Everyone who uses Outlook for email, take a deep breath. Outlook is changing.
New ways to get more done in Outlook.com, Office Blogs (May 21)
Microsoft is upgrading Outlook to Office 365. Changes will be introduced over the next few weeks. There will be much more function – Skype, file sharing, add ins etc. If you use Outlook, you might want to prepare yourself by watching the video.
Research by BlueNile into search practices shows an even split in the nature of queries, where half are fragments (or phrases – just 2 or 3 words) and the other half fully expressed queries. Another cut showed queries that were statements vs those that were done as questions. The study claimed to find that searchers have distinct approaches, but I think it’s more likely that searchers vary their approach depending on their knowledge and need.
Psychology of the Searcher Nathan Safran, BlueNile Research (Apr 28)
Jeremy Gottlieb gives some pointers on using search operators at Google for researching competitors in the SEO industry.
Competitor Research Using Search Operators | A Launch Point For Beginners, distilled (May 21)
- searching for keywords in the title – using intitle:
- limiting the search to a particular site – using site:
- limiting the search to part of the url – using inurl:
All are good, but you may run into problems with inurl. Repeated use of inurl: triggers Google’s anti-hacker system that will drive you crazy with captcha to prove you are human.
Front page, lead story in the Seattle Times – Bing no longer a search-engine blip, Matt Day (May 22). Microsoft claims that one in five searches in the U.S. on desktop computers is done through Bing.

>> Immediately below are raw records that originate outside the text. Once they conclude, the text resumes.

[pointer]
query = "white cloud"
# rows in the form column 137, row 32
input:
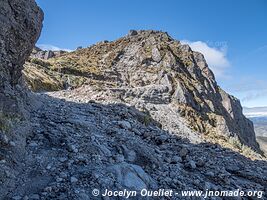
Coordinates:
column 215, row 57
column 47, row 47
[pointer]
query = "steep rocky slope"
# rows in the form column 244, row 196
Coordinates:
column 125, row 127
column 156, row 74
column 20, row 26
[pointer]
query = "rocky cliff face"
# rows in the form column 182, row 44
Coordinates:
column 120, row 121
column 153, row 72
column 20, row 26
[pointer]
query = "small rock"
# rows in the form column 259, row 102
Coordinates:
column 59, row 179
column 176, row 159
column 211, row 174
column 191, row 164
column 125, row 125
column 183, row 152
column 63, row 159
column 73, row 179
column 200, row 163
column 49, row 166
column 132, row 32
column 16, row 198
column 73, row 148
column 34, row 197
column 63, row 175
column 119, row 158
column 13, row 144
column 33, row 144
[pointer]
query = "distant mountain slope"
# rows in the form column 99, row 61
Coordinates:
column 149, row 69
column 255, row 112
column 259, row 117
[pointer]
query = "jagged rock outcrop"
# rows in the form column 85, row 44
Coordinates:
column 122, row 128
column 45, row 54
column 153, row 72
column 20, row 26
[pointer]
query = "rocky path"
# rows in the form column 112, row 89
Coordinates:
column 76, row 147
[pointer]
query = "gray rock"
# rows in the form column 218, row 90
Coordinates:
column 132, row 33
column 132, row 176
column 125, row 125
column 183, row 152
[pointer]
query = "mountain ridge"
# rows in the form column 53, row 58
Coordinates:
column 180, row 77
column 101, row 135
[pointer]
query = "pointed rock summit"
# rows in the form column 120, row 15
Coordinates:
column 153, row 72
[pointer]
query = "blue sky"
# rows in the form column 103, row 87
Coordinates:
column 231, row 34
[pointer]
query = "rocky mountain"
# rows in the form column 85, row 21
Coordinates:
column 154, row 73
column 140, row 112
column 20, row 26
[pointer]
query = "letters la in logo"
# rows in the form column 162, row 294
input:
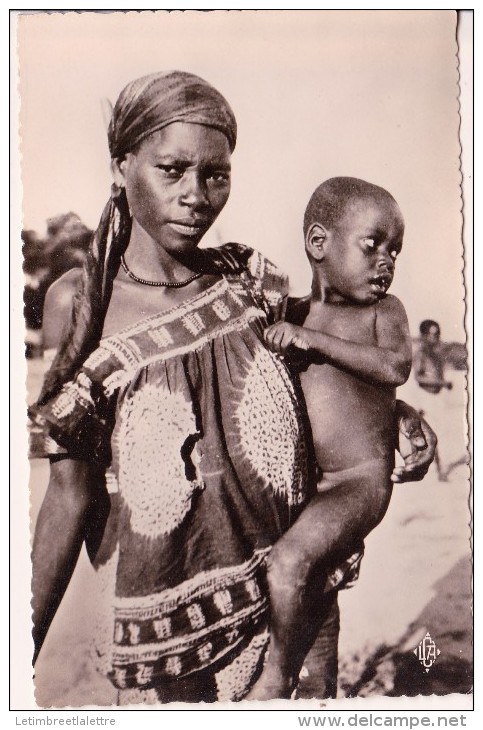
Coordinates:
column 426, row 652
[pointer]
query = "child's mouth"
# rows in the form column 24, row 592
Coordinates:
column 380, row 284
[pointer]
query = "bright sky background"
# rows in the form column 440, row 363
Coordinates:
column 371, row 94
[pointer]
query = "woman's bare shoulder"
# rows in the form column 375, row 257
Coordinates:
column 58, row 306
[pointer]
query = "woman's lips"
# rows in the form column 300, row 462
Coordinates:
column 188, row 229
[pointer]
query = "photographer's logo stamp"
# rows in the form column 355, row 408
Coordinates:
column 427, row 652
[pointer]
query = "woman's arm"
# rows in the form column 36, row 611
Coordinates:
column 423, row 442
column 387, row 363
column 61, row 528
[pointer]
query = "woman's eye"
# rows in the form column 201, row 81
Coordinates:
column 171, row 171
column 219, row 176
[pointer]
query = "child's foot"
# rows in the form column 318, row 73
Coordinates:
column 272, row 685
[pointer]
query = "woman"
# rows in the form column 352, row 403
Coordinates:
column 163, row 395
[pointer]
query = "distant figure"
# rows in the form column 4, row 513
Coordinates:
column 428, row 368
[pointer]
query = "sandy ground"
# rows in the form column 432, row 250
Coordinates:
column 415, row 578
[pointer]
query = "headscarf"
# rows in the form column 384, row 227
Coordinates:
column 146, row 105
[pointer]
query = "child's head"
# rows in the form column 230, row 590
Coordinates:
column 430, row 331
column 353, row 233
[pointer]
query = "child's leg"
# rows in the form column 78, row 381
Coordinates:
column 324, row 534
column 321, row 663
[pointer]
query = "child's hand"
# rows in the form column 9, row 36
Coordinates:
column 279, row 337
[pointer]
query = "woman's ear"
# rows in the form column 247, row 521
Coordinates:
column 315, row 241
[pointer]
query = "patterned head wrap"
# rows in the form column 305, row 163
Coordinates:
column 152, row 102
column 143, row 107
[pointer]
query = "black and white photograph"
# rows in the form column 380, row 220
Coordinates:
column 244, row 282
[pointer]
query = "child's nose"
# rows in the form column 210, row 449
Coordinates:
column 385, row 261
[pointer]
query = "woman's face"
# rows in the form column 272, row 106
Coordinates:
column 177, row 182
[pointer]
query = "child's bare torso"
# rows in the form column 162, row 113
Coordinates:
column 352, row 420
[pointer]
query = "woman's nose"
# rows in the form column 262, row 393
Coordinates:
column 194, row 191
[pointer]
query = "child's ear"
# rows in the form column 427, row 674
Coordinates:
column 117, row 168
column 315, row 239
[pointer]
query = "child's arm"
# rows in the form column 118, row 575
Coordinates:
column 387, row 363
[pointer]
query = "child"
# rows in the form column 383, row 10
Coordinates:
column 356, row 349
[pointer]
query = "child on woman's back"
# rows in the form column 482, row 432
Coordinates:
column 356, row 349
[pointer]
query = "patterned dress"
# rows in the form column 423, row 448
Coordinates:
column 199, row 428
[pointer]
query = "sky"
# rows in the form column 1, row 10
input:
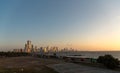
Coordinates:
column 86, row 25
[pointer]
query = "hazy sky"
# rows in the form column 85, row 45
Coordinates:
column 83, row 24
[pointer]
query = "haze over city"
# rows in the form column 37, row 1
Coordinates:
column 92, row 25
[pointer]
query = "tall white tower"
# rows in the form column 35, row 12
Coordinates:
column 28, row 47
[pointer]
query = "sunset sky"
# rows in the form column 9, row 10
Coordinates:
column 87, row 25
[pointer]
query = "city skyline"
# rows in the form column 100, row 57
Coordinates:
column 87, row 25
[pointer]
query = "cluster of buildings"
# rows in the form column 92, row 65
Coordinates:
column 30, row 48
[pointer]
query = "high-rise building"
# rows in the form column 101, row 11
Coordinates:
column 28, row 47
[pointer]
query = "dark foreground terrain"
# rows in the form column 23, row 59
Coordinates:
column 26, row 65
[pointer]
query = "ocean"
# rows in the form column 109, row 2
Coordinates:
column 92, row 54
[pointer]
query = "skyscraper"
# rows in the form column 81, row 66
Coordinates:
column 28, row 47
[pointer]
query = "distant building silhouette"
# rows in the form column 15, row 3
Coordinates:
column 29, row 47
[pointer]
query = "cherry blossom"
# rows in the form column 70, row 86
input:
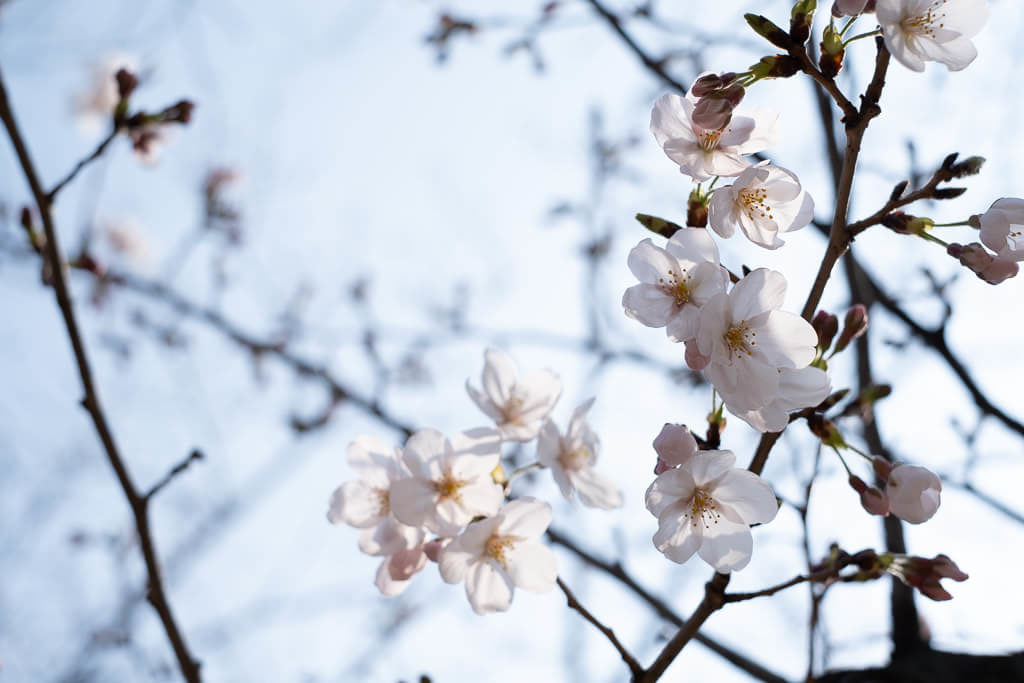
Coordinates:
column 94, row 105
column 706, row 506
column 764, row 201
column 797, row 389
column 571, row 459
column 675, row 282
column 913, row 493
column 496, row 555
column 744, row 341
column 1003, row 228
column 518, row 408
column 920, row 31
column 704, row 153
column 450, row 481
column 366, row 504
column 674, row 445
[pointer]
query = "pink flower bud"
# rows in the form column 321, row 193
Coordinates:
column 913, row 493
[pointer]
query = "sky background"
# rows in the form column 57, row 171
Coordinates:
column 363, row 159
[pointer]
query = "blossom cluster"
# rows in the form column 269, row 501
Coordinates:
column 444, row 499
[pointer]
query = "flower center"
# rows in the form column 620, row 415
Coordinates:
column 574, row 459
column 498, row 548
column 704, row 509
column 449, row 486
column 708, row 139
column 926, row 23
column 739, row 339
column 676, row 287
column 754, row 202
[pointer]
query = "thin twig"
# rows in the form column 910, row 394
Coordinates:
column 139, row 505
column 573, row 603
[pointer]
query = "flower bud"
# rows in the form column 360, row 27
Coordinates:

Actually, Bing has been gaining from Yahoo – and Yahoo had been using the Bing database. Also – many challenges remain. Bing has yet to break even, or make any inroad on mobile devices.
Of greatest interest: “Microsoft has integrated Bing’s underlying data-crunching technology into its other software, and plans to tie it closely to its upcoming Windows 10 operating system.”
Tweets showing in Google search results on mobile devices – desktop to come later.
The Google-Twitter Deal Goes Live, Giving Tweets Prominent Placement In Google’s Results, Danny Sullivan, Search Engine Land (May 19)
Google has changed ranking algorithms again. This should keep everyone on their toes.
The Quality Update: Google Confirms Changing How Quality Is Assessed, Resulting In Rankings Shake-Up, Barry Schwartz, Search Engine Land (May 19)
Sometimes searchers outside of the United States want google.com and not their country version. Here is a workaround in Chrome to provide the option to search Google.com. Could use a similar approach in Firefox.
How to Force Google Chrome to Use Google.com Instead of Country Specific Version, Jennifer Slegg, TheSEMPost (May 19)
GeneaBloggers, a generalogy research weblog, reported on New Genealogy Search Engine: Top 100 Genealogy Sites Mega-Search.
This metasearch engine created by Many Roads (http://www.many-roads.com/tips-opinions-pointers/top-100-genealogy-sites-mega-search-engines/) is a Google Custom Search set up to access the 100 genealogy websites identified by GenealogyInTime. Sites are listed on that page. Also, check “usage tips and guide”.
This is fun – Pinterest collection for the Digital Public Library of America (DPLA). Just eight categories but this will surely fill out.
Canadiana.org has been expanding its digital collection. Canadiana.org works with a coalition of Canadian libraries, museums and archives to preserve “Canada’s documentary heritage”.
Canadiana.org Creates Online Treasure Trove of Historical Documents – Canada’s History Comes Online. CNW (May 11) [Press Release}
“Chronicling the people and institutions that shaped Canadian history from the 1600s to the mid-1900s, the digital collection is already of major value for researchers. The majority is available free of charge: from school children, their teachers, family historians, and genealogists, to scholars in a wide variety of fields. Other content is available at a nominal fee, to help defray the hefty preservation costs.”